Kahlan sah hoch zu Tom, der – nachdem sie Richard mit vereinten Kräften auf den Wagen gebettet hatten – bereits auf dem Bock saß. »Fahren wir und suchen uns einen Lagerplatz für die Nacht.«
Tom nickte und löste die Handbremse. Auf seine Aufforderung stemmten sich die Pferde mit ihrem ganzen Gewicht in die Kummete, und der Wagen setzte sich mit einem Ruck in Bewegung.
Betty hatte es sich leise meckernd neben dem zeitweilig bewußtlosen Richard bequem gemacht und ihren Kopf auf seine Schulter gelegt. Jennsen strich ihrer Ziege über den Kopf.
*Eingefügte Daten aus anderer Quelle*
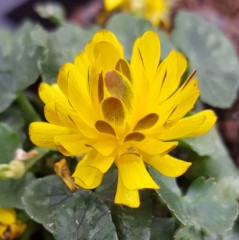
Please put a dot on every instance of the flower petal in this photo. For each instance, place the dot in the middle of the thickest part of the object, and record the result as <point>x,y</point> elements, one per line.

Kahlan sah, daß ihr Tränen über die Wangen liefen. »Tut mir leid, wegen Rusty.«
Betty hob den Kopf und gab ein klägliches Meckern von sich.
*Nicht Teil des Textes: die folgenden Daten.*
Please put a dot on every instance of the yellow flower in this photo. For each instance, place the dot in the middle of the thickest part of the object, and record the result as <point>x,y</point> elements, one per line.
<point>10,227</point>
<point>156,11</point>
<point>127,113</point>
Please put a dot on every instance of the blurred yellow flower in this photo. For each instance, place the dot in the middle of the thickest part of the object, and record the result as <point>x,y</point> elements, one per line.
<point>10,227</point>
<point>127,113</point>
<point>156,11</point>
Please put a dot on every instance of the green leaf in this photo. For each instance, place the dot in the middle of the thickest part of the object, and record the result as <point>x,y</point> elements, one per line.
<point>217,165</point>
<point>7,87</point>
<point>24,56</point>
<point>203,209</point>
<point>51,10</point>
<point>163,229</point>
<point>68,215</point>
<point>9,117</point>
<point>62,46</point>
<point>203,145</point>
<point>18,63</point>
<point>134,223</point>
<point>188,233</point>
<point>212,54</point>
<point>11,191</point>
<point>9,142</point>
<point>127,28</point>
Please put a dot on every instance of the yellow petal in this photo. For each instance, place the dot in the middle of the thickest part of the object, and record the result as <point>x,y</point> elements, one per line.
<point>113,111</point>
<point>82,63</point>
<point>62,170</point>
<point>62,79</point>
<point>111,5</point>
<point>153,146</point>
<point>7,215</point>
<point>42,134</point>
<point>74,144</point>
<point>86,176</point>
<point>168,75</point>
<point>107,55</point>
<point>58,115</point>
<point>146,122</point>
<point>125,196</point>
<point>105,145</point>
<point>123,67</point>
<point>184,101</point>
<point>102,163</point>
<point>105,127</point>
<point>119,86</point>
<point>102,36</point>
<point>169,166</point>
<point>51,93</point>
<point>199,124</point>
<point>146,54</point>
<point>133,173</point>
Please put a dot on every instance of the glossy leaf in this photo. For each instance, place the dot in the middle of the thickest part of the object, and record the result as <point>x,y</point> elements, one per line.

Jennsen nickte bloß. »Richard wird es schaffen«, sagte sie mit tränenerfüllter Stimme und ergriff Kahlans Hand. »Ich weiß es, ganz bestimmt.«
Zedd schaufelte soeben die achte Kelle Eintopf in seine Schale, als er ein Geräusch vernahm. Seine Hand erstarrte über dem sachte brodelnden Kessel. Vermutlich, so sein erster Gedanke, das leise Klingeln eines Glöckchens.
Zedd neigte weder zu Anfällen übersteigerter Phantasie, noch war er übermäßig nervös, trotzdem überlief ihn eine Gänsehaut, so als hätten ihn die eisigen Finger einer Seele aus dem Jenseits gestreift. Regungslos stand er da, halb über den überm Feuer hängenden Kessel gebeugt, halb zum Flur gedreht, und horchte.
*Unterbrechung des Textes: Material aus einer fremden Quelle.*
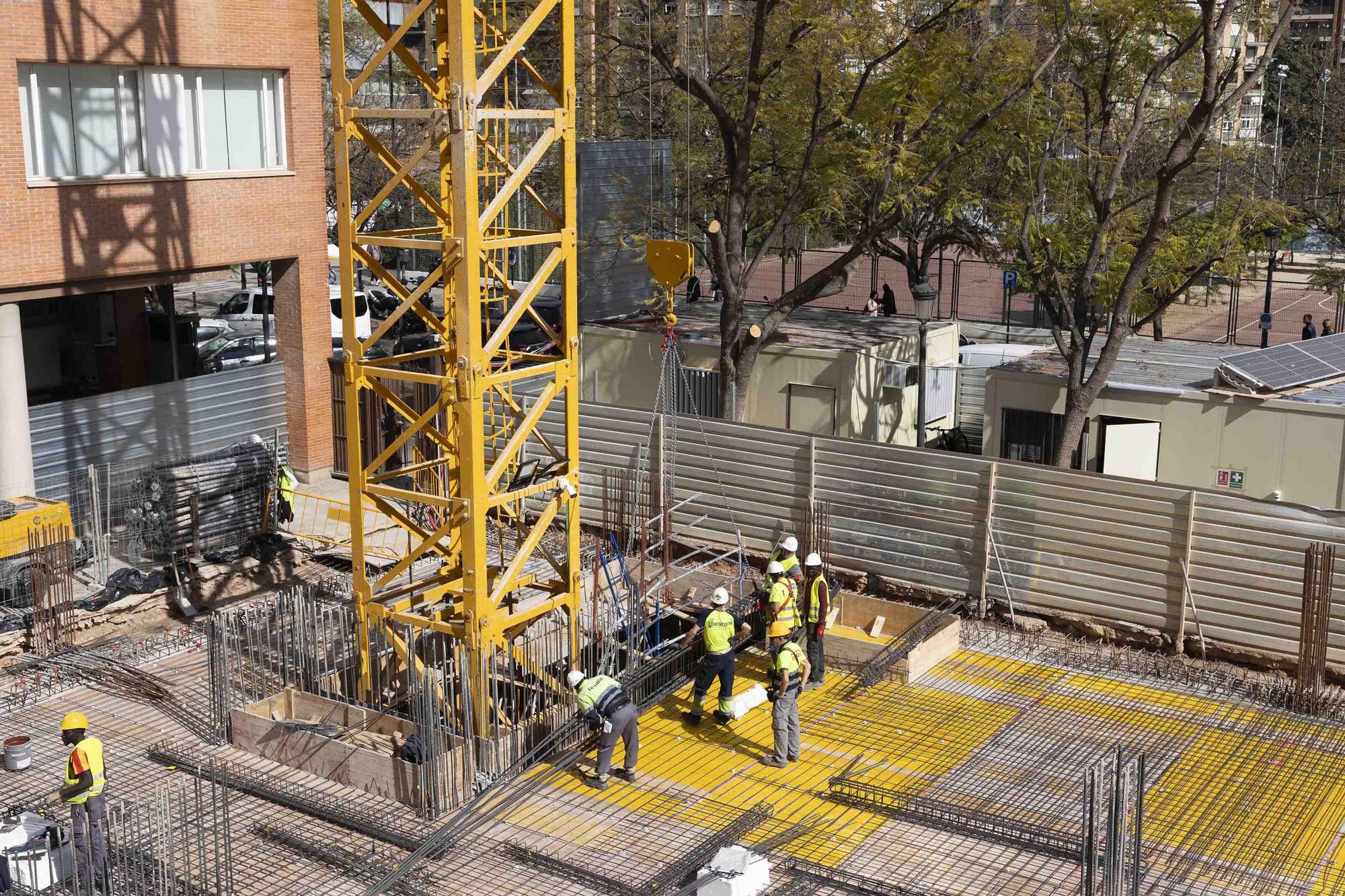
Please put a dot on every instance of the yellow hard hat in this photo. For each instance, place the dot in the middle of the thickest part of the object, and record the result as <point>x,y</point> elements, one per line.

Womöglich eine Katze. Vielleicht hatte er die feine Schnur nicht hoch genug gespannt, so daß eine darunter herlaufende Katze das Glöckchen mit ihrem Schwanz zum Klingen gebracht hatte. Vielleicht trieb eine Katze ihren Schabernack mit ihm und hatte das Glöckchen mit einer wedelnden Bewegung ihres Schwanzes ausgelöst. Eine Katze konnte es gewesen sein.
Oder aber ein Vogel hatte sich auf der Schnur niedergelassen, um dort zu übernachten. Ein Mensch hätte gar nicht die zusätzlich von ihm errichteten Schilde passieren können, um über eine der mit Glöckchen versehenen Schnüre zu stolpern. Nein, es mußte ein Tier gewesen sein – eine Katze oder ein Vogel.
Zum wiederholten Mal fragte er sich auch, wo eigentlich Adie abgeblieben war.
Allen plausiblen Erklärungsversuchen zum Trotz versuchten seine Haare sich nach Kräften aufzurichten. Vor allem gefiel ihm nicht, wie das Glöckchen ausgelöst worden war; etwas an der Art des Geräusches sagte ihm, daß es kein Tier gewesen sein konnte. Das Geräusch hatte zu entschieden, zu abrupt geklungen, war zu unvermittelt abgebrochen.
Auf einmal war er absolut sicher, daß tatsächlich ein Glöckchen erklungen war; das konnte schlichtweg keine Einbildung gewesen sein! Er versuchte, sich das Geräusch noch einmal in Erinnerung zu rufen, um dem Wesen, das gegen die Schnur gestoßen war, Gestalt zu verleihen.